Comment: What 526 horrible seconds of video brought to mind

For a black man in Washington state, George Floyd’s death is a disturbing reminder of racism’s legacy.

By John Lovick / For The Herald

My name is John Lovick. I am the former acting speaker of the Washington state House of Representatives, Snohomish County Executive, sheriff, state trooper, and Coast Guard veteran. I am a husband, father, and grandfather. I am a black man.

The first time I saw the video of George Floyd’s murder, I cried like a baby. It reminded me of everything I’ve left behind and everything I continue to carry with me in memory and nightmare: segregation, silent lynchings in the night, the hopelessness and anger of being treated as less than human. And in those 526 seconds that drag on forever, I remembered my life, the life of a black man who escaped, a life that just as easily could have ended under a police officer’s knee or shot while sitting at home or walking in a park.

Growing up in the 1950s and ’60s outside Natchitoches, in segregated Louisiana, every day was about survival. Making it from home to school to the cotton fields and back home; in one piece, that was the tricky part. You didn’t look at a white person. You didn’t speak to a white person. And you definitely didn’t touch a white person; they made that crystal clear.

Natchitoches was the type of forgotten backwater where police officers wore blue in the day and white at night. You could sit down with your uncle, your cousin, your dad for lunch on Monday and be at his funeral the following Sunday.

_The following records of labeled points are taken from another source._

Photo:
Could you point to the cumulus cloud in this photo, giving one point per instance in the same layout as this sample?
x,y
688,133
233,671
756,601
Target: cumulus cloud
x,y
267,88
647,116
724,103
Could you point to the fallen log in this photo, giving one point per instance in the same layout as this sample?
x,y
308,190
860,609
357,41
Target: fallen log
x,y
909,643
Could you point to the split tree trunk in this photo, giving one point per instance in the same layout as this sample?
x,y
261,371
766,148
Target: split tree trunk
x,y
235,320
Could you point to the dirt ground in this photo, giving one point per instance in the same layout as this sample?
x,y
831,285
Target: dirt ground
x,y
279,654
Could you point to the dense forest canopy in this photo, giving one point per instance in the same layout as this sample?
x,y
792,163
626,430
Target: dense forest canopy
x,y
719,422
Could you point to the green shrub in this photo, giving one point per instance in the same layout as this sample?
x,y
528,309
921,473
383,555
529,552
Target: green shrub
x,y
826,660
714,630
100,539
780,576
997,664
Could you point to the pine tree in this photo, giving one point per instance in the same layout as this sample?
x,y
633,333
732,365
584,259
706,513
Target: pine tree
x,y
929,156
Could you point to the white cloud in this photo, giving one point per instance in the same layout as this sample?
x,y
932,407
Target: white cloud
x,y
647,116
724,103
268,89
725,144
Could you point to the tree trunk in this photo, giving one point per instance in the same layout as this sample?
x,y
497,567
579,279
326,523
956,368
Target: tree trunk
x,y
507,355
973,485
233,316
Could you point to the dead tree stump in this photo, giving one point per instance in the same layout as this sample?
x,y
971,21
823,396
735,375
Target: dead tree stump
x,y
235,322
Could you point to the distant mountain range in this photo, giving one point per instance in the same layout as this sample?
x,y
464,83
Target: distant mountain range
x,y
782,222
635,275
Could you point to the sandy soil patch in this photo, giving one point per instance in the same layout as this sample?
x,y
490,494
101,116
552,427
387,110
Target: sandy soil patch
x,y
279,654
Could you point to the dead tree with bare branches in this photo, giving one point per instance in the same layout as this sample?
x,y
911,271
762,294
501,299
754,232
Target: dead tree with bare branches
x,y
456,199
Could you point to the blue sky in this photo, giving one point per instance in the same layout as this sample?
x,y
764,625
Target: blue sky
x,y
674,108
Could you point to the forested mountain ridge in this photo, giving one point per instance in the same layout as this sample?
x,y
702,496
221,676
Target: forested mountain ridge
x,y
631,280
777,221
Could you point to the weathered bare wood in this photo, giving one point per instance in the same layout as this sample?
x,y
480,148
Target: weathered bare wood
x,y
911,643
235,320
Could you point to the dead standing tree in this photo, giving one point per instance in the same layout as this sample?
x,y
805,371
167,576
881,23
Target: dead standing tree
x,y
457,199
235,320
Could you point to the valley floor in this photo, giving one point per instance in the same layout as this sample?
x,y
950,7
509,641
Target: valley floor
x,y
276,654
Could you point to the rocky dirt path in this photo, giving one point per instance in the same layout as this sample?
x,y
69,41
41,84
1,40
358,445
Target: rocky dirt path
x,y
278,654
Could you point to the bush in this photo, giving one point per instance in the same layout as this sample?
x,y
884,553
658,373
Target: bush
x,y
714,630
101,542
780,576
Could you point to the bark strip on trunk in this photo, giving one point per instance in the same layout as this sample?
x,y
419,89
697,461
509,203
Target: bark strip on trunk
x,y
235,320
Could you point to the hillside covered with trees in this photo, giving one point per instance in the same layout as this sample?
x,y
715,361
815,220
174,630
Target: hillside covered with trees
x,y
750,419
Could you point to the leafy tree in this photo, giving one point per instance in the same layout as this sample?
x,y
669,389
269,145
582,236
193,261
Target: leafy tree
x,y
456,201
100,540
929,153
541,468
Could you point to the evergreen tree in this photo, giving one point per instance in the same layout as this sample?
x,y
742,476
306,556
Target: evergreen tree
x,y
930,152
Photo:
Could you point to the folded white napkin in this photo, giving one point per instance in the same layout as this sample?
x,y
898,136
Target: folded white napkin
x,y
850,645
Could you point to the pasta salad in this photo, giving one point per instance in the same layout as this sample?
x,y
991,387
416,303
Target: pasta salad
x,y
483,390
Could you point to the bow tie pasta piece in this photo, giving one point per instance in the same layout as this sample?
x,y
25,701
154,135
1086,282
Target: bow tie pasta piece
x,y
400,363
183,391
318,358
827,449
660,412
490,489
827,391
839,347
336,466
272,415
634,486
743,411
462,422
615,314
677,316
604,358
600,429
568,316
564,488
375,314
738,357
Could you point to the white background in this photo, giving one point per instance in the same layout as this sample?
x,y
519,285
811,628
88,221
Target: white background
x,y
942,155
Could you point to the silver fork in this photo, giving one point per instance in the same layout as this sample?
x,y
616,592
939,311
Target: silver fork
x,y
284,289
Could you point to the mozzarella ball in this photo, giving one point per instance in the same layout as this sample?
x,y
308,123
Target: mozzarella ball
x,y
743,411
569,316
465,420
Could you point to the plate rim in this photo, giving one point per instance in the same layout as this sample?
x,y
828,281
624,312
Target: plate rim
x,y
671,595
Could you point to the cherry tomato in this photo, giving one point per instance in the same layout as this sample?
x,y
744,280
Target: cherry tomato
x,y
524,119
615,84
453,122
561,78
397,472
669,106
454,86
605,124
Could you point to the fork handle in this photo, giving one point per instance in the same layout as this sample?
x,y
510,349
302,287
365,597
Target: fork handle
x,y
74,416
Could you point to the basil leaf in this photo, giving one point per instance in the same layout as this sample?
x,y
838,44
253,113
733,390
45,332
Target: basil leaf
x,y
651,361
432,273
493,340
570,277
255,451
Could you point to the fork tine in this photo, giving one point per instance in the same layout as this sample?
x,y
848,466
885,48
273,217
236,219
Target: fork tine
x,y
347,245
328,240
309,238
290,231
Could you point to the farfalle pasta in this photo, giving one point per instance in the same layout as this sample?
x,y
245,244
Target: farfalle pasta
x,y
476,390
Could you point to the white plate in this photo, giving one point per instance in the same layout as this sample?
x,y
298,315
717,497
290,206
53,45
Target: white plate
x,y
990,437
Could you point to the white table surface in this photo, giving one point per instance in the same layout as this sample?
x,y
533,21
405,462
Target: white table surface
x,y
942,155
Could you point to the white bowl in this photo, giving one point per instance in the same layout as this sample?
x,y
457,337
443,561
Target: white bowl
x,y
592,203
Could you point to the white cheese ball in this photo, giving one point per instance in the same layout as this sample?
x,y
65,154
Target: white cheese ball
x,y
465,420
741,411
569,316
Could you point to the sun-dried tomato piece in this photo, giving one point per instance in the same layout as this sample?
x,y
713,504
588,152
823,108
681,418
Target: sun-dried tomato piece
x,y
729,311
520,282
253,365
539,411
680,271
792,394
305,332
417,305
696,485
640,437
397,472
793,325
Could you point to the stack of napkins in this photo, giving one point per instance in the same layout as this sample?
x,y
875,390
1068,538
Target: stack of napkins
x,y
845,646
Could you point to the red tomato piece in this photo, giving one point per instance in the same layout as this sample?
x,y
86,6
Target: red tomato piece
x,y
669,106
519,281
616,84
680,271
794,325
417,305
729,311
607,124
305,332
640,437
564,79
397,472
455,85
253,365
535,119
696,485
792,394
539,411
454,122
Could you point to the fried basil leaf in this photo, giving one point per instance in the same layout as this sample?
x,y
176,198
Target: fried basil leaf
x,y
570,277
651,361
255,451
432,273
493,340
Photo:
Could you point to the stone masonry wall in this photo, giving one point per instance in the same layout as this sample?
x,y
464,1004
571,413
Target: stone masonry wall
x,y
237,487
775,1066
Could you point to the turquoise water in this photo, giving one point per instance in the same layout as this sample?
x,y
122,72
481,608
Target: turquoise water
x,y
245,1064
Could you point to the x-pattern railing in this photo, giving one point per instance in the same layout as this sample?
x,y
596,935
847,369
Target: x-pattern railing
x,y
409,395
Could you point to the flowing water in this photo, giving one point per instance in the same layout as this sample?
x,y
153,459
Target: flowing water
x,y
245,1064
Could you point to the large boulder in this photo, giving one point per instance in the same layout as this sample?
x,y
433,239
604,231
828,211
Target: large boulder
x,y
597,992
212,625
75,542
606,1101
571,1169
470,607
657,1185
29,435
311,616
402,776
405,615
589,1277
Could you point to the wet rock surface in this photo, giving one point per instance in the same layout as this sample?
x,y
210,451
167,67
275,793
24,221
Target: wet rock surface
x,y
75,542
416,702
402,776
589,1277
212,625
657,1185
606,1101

Without electricity and hardly a TV in the neighborhood, I often didn’t hear Martin Luther King Jr., but we all knew the name Emmett Till.

I remember the first time I felt — really felt, in my bones and in my stomach — what it meant to be black in America. Sitting in the back row of Allen High School for Negroes, I saw the boxes of school books wheeled in. The oldest, stained, pages-missing, hand-me-down books charitably “donated” by the white school across town. Packed into boxes marked as “N****** books,” “These books for the n******s,” and in big, bold capital letters: “NEGRO.”

That kind of thing stays with a 7-year-old kid. The hurt. The fear. The knowledge that you are different and unwelcome and only deserving of the oldest, rattiest books because of the blackness of your skin, and there is not one thing in this world that can change that.

As I watched George Floyd’s life slip away, I thought about police brutality and the nearly four decades I spent in a law enforcement uniform. I loved going to work every day for the Washington State Patrol. Behind the wheel of that patrol car, I felt invincible. I felt powerful in a way that only someone who knows profound powerlessness can truly feel. But it was also a challenge to be at work.

This was at the height of the War on Drugs and I saw horrible things. The callousness with which human lives were treated — especially those humans who were poor and black — will haunt me til the day I die. Since then, I have had the great honor of serving our communities as a lawmaker and sheriff. I’ve experienced moments of the deepest sorrow and others of total redemption, but I only thought of one when I watched George Floyd’s death: Jan. 11, 1999. I was being sworn into the Legislature and my almost 90-year-old grandma was coming to see the ceremony; it was her first time ever at a state Capitol, she hadn’t been allowed into the capitol building back in Louisiana.

When I parked my car in front of those big Capitol steps, she asked, “But where are we going to go in?” To a person used to sitting at the back of the bus and shunted through side doors, those steps splayed out in front of Grecian columns each bigger than the house I grew up in, I understood her doubts. I said “Grandma, we’re going in right there in the front.”

And we did. Up all 45 stairs, tears streaming down her face. A woman who spent her whole life as a sharecropper, working like a dog in someone else’s cotton fields, the granddaughter of a Louisiana slave, walked up those 45 gleaming, white marble steps of the Capitol to watch her grandson sworn into the state Legislature. That is what our nation is all about.

But when the video ended, I was still crying. I was crying for George Floyd. I was crying for Breonna Taylor. I was crying for Emmett Till and Martin Luther King and my 5-year-old self, picking cotton under the baking Louisiana sun for two cents a pound, stubbornly praying for “one day…” I was crying for my children who will never know segregation, but are still forced to internalize oppression from the moment they can talk.

And I was crying for my grandma who missed out on so much but never stopped believing that one day, that long arc of the moral universe would finally bend all the way toward a world of peace and justice and common understanding. I have just one more thing to say before we get back to the mountain of work ahead of us: Black Lives Matter.

State Rep. John Lovick, D-Mill Creek, represents the 44th Legislative District.